- Theatrical release poster
- Directed by: M. Saravanan
- Starring: Tharshan; Mahima Nambiar;
- Cinematography: K. A. Sakthivel
- Music by: C. Sathya
- Production companies: Sri Arch Media and Entertainment
- Release date: 1 December 2023;
- Running time: 127 mins
- Country: India
- Language: Tamil

= Naadu =

Naadu is a 2023 Indian Tamil-language drama film written and directed by M. Saravanan. Produced by Narayanan Sri Arch Media and Entertainment, the film stars Tharshan and Mahima Nambiar in the lead roles. The music was composed by C. Sathya with cinematography by K. A. Sakthivel. The film was released theatrically on 1 December 2023.

== Cast ==
- Tharshan as Maari
- Mahima Nambiar as Dr. Shobana
- R. S. Shivaji in dual roles as Maari’s father and Maari's uncle
- Singampuli
- Aruldoss
- Inba Ravikumar as Yogi
- Vasantha

== Production ==
Prior to the start of production, the team engaged in a 35-day acting workshop.

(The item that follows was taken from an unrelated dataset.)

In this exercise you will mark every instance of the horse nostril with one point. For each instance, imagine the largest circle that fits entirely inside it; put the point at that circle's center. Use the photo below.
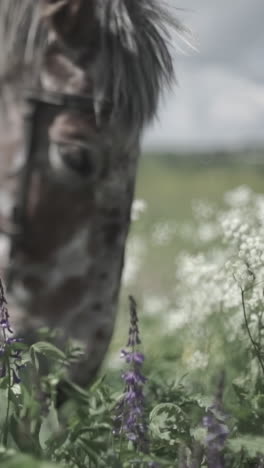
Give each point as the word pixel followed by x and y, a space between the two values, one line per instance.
pixel 77 159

The film was shot throughout 2022, and Saravanan balanced post-production work on Raangi (2022), with making Naadu. It became the first film to be shot at the Kollimalai mountain range.

== Soundtrack ==
The soundtrack was composed by C. Sathya in his fourth collaboration with Saravanan after Engaeyum Eppothum, Ivan Veramathiri, and Raangi.

Track listing
| No. | Title | Lyrics | Singer(s) | Length |
|---|---|---|---|---|
| 1. | "Yelelaai" | Thozhan | Suganthi | 3:45 |
| 2. | "Malainaatile" | Karthik Netha | Ananthu | 3:26 |
| 3. | "Dull Aavaadha" | Viveka | Sneha, Irfan Hyder, Vaimu | 3:12 |
| 4. | "Maavilai Maavilai Thorananga" | Viveka | Anthony Daasan | 3:48 |
| 5. | "Vandhanam Vandhanam" | M. Saravanan | Gold Devaraj, Muthu Sirpy, Nehru Samidurai, Puratchi Mani | 3:02 |
| Total length: |  |  |  | 17:13 |

== Release and reception ==
The film had a theatrical release on 1 December 2023 across Tamil Nadu. A reviewer from Times Now noted the film was sure to make the audience "question both your service to your nation and your sense of humanity". A critic from Cinema Express wrote "the melodrama in Naadu is insufferably overstated and all for a story that is flat and pretty straightforward" and that "Naadu might have its heart in the right place but the heart pumps gallons of tears instead of blood".